I'm trying to understand the first proof suggested here http://math.cmu.edu/~bwsulliv/basel-problem.pdf for the basel problem.
The writer writes:
$\frac{\pi \cos(\pi y)}{\sin(\pi y)} = \frac{1}{y} - \sum_{k=1}^{\infty}\frac{2y}{k^2 - y^2}$ which is true and I understand why it is true. Lets call this formula A.

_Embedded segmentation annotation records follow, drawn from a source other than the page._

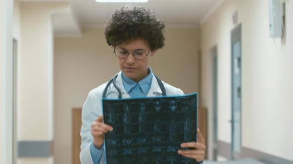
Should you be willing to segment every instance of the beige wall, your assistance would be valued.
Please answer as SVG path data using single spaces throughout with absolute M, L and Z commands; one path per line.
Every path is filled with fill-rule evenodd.
M 68 6 L 67 2 L 21 2 L 19 7 L 15 6 L 20 8 L 21 40 L 17 92 L 20 141 L 53 140 L 53 39 L 50 14 L 55 9 Z M 19 28 L 17 20 L 14 22 L 17 29 Z M 26 158 L 18 161 L 20 164 L 52 164 L 53 159 Z
M 210 50 L 217 45 L 218 136 L 219 140 L 230 142 L 230 35 L 235 27 L 232 22 L 232 14 L 237 11 L 242 37 L 242 145 L 293 160 L 293 142 L 291 141 L 293 132 L 289 127 L 293 115 L 293 3 L 286 1 L 286 43 L 281 46 L 279 41 L 275 41 L 275 45 L 274 40 L 269 38 L 268 0 L 225 1 L 201 26 L 201 82 L 203 103 L 212 109 Z M 209 132 L 212 134 L 211 130 Z M 211 135 L 209 137 L 212 141 Z
M 71 164 L 71 109 L 82 106 L 92 89 L 119 71 L 103 29 L 84 29 L 82 38 L 57 38 L 54 42 L 54 161 Z M 166 44 L 150 67 L 163 81 L 186 93 L 199 90 L 199 30 L 169 28 Z
M 11 164 L 13 1 L 0 1 L 0 164 Z

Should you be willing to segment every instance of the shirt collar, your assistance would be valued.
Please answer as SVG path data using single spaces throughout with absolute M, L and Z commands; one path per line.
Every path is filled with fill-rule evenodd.
M 126 77 L 123 72 L 121 73 L 121 77 L 122 79 L 122 82 L 123 82 L 123 85 L 125 88 L 125 90 L 127 93 L 129 92 L 134 88 L 137 84 L 140 85 L 141 88 L 144 92 L 145 95 L 147 94 L 149 88 L 150 87 L 150 84 L 151 83 L 151 80 L 152 79 L 152 73 L 151 69 L 149 67 L 147 68 L 148 71 L 148 75 L 146 76 L 141 81 L 139 81 L 139 82 L 136 82 L 132 79 Z

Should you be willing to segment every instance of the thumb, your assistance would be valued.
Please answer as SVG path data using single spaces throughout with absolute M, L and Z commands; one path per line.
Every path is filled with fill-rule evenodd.
M 96 122 L 102 123 L 103 122 L 103 116 L 101 115 L 96 118 Z
M 205 143 L 206 142 L 205 141 L 205 139 L 204 139 L 204 137 L 203 136 L 203 134 L 201 132 L 200 129 L 198 129 L 198 128 L 197 129 L 197 138 L 198 138 L 197 142 L 199 143 Z

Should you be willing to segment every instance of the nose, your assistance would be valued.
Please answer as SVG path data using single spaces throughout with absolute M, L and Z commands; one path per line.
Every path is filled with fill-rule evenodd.
M 135 58 L 133 53 L 130 53 L 126 58 L 126 62 L 128 64 L 131 64 L 135 63 Z

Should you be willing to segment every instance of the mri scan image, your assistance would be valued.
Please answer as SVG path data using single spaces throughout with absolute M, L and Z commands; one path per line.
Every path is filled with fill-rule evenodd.
M 102 100 L 107 164 L 195 164 L 177 153 L 196 141 L 197 94 Z M 187 148 L 188 149 L 188 148 Z

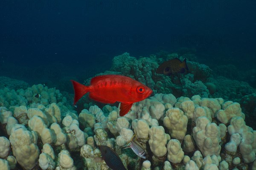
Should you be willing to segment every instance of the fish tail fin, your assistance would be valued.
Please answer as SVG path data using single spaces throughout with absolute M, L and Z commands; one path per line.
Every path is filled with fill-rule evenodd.
M 82 85 L 75 81 L 72 80 L 70 80 L 70 81 L 73 85 L 73 88 L 74 88 L 74 91 L 75 92 L 74 103 L 73 103 L 73 105 L 74 105 L 83 96 L 89 91 L 89 88 L 88 86 Z
M 182 65 L 183 66 L 183 68 L 186 69 L 186 70 L 189 70 L 189 68 L 188 67 L 188 65 L 186 64 L 186 59 L 185 58 L 182 62 Z

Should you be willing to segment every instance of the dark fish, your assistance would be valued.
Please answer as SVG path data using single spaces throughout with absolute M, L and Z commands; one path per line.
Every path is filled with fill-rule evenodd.
M 39 93 L 38 93 L 36 95 L 35 95 L 35 97 L 36 97 L 37 98 L 39 98 L 41 96 L 41 95 Z
M 121 159 L 113 149 L 107 146 L 100 146 L 102 158 L 108 167 L 113 170 L 126 170 Z
M 131 144 L 124 149 L 131 148 L 132 151 L 138 156 L 143 159 L 145 159 L 146 157 L 145 155 L 146 152 L 145 150 L 140 143 L 138 142 L 136 140 L 134 140 L 135 135 L 136 134 L 132 137 L 131 139 L 127 143 L 128 144 L 129 143 L 131 143 Z
M 184 73 L 186 70 L 189 70 L 186 59 L 181 62 L 178 58 L 175 58 L 161 64 L 157 69 L 156 73 L 170 75 L 177 73 Z

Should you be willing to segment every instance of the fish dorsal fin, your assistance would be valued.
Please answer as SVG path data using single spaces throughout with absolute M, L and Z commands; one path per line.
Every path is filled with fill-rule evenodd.
M 182 62 L 181 61 L 180 61 L 180 60 L 177 58 L 175 58 L 173 59 L 170 61 L 172 61 L 172 62 L 173 62 L 174 61 L 179 61 L 180 63 Z
M 133 103 L 121 103 L 119 115 L 123 116 L 126 114 L 130 111 L 133 104 Z
M 108 100 L 106 99 L 102 99 L 97 95 L 94 95 L 93 93 L 90 93 L 89 94 L 89 96 L 90 98 L 93 99 L 94 100 L 103 103 L 113 104 L 116 102 L 113 100 Z
M 98 76 L 96 77 L 93 77 L 91 79 L 90 84 L 92 85 L 97 82 L 107 78 L 113 79 L 116 77 L 124 77 L 123 76 L 121 76 L 120 75 L 102 75 L 101 76 Z

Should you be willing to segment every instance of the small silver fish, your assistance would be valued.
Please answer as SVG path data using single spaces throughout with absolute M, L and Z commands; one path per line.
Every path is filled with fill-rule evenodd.
M 126 145 L 127 145 L 129 143 L 131 143 L 130 145 L 124 149 L 131 148 L 132 151 L 138 156 L 143 159 L 145 159 L 146 157 L 145 155 L 146 154 L 146 152 L 145 152 L 145 150 L 140 143 L 134 139 L 136 135 L 136 134 L 134 134 L 131 138 L 131 139 L 126 144 Z

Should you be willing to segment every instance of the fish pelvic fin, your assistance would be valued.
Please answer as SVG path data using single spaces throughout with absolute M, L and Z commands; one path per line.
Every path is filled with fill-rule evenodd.
M 73 88 L 75 92 L 74 103 L 73 103 L 73 105 L 75 105 L 77 101 L 89 91 L 89 87 L 75 81 L 73 80 L 70 80 L 70 81 L 73 85 Z
M 121 103 L 119 115 L 123 116 L 126 115 L 130 111 L 133 104 L 133 103 Z

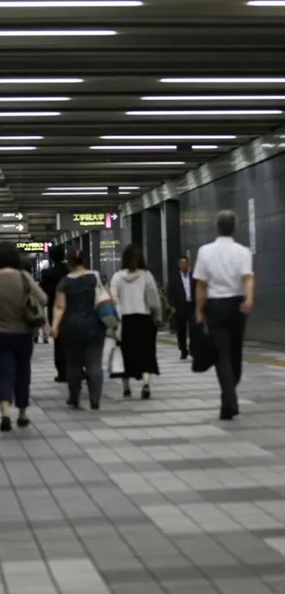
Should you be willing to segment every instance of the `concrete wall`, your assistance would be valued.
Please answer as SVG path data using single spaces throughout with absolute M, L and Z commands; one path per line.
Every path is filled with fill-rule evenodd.
M 214 236 L 221 209 L 240 219 L 238 239 L 250 245 L 248 201 L 255 200 L 257 301 L 252 340 L 285 344 L 285 155 L 281 154 L 180 197 L 181 247 L 192 260 Z

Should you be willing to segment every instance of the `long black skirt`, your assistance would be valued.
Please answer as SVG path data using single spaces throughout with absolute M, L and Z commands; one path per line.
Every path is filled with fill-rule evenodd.
M 124 377 L 141 379 L 143 373 L 159 375 L 156 360 L 157 329 L 151 316 L 132 314 L 122 320 Z

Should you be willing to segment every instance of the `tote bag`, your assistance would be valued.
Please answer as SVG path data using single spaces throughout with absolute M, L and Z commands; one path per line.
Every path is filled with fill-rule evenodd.
M 94 309 L 99 319 L 108 330 L 116 330 L 119 325 L 119 318 L 112 296 L 104 287 L 99 273 L 94 272 L 94 275 L 96 278 Z

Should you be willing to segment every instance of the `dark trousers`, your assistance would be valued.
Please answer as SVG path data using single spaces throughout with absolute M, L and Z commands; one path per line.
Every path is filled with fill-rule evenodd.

The problem is with the next part. After this line, the author writes:
$\frac{1}{y} + \sum_{k=1}^{\infty}\frac{1}{k^2 - y^2} = \frac{1}{2y^2}-\frac{\pi \cos (\pi y)}{2y\sin(\pi y)}$
I'm not sure why that's true.
Lets work from formula A and divide it by $-2y$:
$-\frac{\pi \cos(\pi y)}{2y\sin(\pi y)} = -\frac{1}{2y^2} + \sum_{k=1}^{\infty}\frac{1}{k^2 - y^2}$
Now lets add $\frac{1}{2y^2}$ to both sides:
$\frac{1}{2y^2} -\frac{\pi \cos(\pi y)}{2y\sin(\pi y)} = \sum_{k=1}^{\infty}\frac{1}{k^2 - y^2}$
Where did the $\frac{1}{y}$ go? Am I missing something or is the author wrong?